必须将脚本保存在所有节点的相同路径,且以grid用户为属主,并具有执行权限(例如可以放在$GRID_HOME/crs/script/)。
[root@rac1 script]# chown grid:oinstall 11gr2_ogg_action.scr
[root@rac1 script]# chmod 755 11gr2_ogg_action.scr
具体脚本内容:
#!/bin/sh
# When you change the environment(hosts,databases ...etc),change the environment variables below too.

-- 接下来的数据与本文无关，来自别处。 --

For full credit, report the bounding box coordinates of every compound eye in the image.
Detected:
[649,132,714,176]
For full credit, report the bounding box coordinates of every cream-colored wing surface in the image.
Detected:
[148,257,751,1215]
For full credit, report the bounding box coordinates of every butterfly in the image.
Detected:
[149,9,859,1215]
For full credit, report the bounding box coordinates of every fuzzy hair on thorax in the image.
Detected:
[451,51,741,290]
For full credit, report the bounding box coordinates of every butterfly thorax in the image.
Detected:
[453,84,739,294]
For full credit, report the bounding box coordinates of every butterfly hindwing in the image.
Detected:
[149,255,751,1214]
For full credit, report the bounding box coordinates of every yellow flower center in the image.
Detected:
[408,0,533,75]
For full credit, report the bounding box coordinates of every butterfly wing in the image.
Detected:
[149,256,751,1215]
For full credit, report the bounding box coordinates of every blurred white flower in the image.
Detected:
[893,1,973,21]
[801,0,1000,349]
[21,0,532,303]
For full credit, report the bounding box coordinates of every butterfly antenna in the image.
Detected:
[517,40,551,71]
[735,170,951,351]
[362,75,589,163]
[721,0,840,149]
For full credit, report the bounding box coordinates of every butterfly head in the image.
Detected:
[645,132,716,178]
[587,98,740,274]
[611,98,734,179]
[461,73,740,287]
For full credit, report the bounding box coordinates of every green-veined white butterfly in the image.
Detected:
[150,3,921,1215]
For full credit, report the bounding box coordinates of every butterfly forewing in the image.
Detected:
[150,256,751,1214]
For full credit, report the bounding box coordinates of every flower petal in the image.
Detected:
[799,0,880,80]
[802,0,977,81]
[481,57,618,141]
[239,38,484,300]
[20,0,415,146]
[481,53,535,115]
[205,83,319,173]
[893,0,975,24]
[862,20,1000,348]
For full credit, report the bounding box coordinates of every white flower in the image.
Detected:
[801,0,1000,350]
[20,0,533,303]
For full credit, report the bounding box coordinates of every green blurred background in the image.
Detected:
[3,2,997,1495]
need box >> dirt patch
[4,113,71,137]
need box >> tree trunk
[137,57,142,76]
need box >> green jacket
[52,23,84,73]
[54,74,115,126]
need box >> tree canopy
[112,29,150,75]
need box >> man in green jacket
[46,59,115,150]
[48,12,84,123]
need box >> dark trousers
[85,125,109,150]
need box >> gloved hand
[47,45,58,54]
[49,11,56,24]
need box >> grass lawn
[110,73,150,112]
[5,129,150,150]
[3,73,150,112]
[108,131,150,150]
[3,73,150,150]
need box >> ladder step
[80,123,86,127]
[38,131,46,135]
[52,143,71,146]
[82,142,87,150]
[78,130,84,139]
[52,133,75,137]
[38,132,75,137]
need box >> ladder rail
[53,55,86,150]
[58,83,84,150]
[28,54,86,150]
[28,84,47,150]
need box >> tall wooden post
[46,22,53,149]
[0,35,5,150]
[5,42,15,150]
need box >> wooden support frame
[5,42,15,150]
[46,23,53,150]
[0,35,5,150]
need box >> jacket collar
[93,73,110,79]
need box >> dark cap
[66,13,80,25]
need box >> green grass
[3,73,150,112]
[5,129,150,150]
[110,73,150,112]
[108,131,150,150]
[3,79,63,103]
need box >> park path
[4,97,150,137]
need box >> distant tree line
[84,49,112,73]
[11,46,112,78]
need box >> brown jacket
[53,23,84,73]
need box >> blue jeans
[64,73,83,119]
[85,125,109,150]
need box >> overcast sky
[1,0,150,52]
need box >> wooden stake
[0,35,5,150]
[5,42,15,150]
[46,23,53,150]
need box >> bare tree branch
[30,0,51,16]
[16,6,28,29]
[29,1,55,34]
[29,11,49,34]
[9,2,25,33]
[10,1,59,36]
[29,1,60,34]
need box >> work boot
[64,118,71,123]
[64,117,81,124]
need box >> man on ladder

#set the Oracle Goldengate installation directory
export OGG_HOME=/home/ogg/ogg
#set the oracle home to the database to ensure GoldenGate will get the
#right environment settings to be able to connect to the database
export ORACLE_HOME=/u01/app/oracle/product/11.2.0.4/db_1/
#specify delay after start before checking for successful start
start_delay_secs=5
#Include the GoldenGate home in the library path to start GGSCI
export LD_LIBRARY_PATH=$ORACLE_HOME/lib:/lib:/usr/lib
#check_process validates that a manager process is running at the PID
#that GoldenGate specifies.
check_process () {
if ( [ -f "${OGG_HOME}/dirpcs/MGR.pcm" ] )
then
pid=`cut -f8 "${OGG_HOME}/dirpcs/MGR.pcm"`
if [ {pid} = `ps -e |greppid=‘ps−e∣grep{pid} |grep mgr |cut -d " " -f2` ]
then
#manager process is running on the PID exit success
exit 0
else
if [ {pid} = `ps -e |greppid=‘ps−e∣grep{pid} |grep mgr |cut -d " " -f1` ]
then
#manager process is running on the PID exit success
exit 0
else
#manager process is not running on the PID
exit 1
fi
fi
else
#manager is not running because there is no PID file
exit 1
fi
}
#call_ggsci is a generic routine that executes a ggsci command
call_ggsci () {
ggsci_command=$1
ggsci_output=`${OGG_HOME}/ggsci<<EOF
${ggsci_command}
exit
EOF`
}
case $1 in
'start')
#start manager
call_ggsci 'start manager'
#there is a small delay between issuing the start manager command
#and the process being spawned on the OS. wait before checking
sleep ${start_delay_secs}
#check whether manager is running and exit accordingly
check_process
;;
'stop')
#attempt a clean stop for all non-manager processes
#call_ggsci 'stop er *'
#ensure everything is stopped
call_ggsci 'stop er *!'
#call_ggsci 'kill er *'
#stop manager without (y/n) confirmation
call_ggsci 'stop manager!'
#exit success
exit 0
;;
'check')
check_process
;;
'clean')
#attempt a clean stop for all non-manager processes
#call_ggsci 'stop er *'
#ensure everything is stopped
#call_ggsci 'stop er *!'
#in case there are lingering processes
call_ggsci 'kill er *'
#stop manager without (y/n) confirmation
call_ggsci 'stop manager!'
#exit success
exit 0
;;
'abort')
#ensure everything is stopped
call_ggsci 'stop er *!'
#in case there are lingering processes
call_ggsci 'kill er *'
#stop manager without (y/n) confirmation
call_ggsci 'stop manager!'
#exit success
exit 0
;;
esac
注:从脚本内容可以看出,脚本只启动manager进程,所以务必在manager进程中配置AUTOSTART参数。
6.在集群中注册OGG
以grid用户执行以下命令:
$GRID_HOME/bin/crsctl add resource oggapp -type cluster_resource
-attr "ACTION_SCRIPT=/u01/app/11.2.0/grid/crs/script/11gr2_ogg_action.scr,
CHECK_INTERVAL=30, START_DEPENDENCIES='hard(oggvip,ora.asm)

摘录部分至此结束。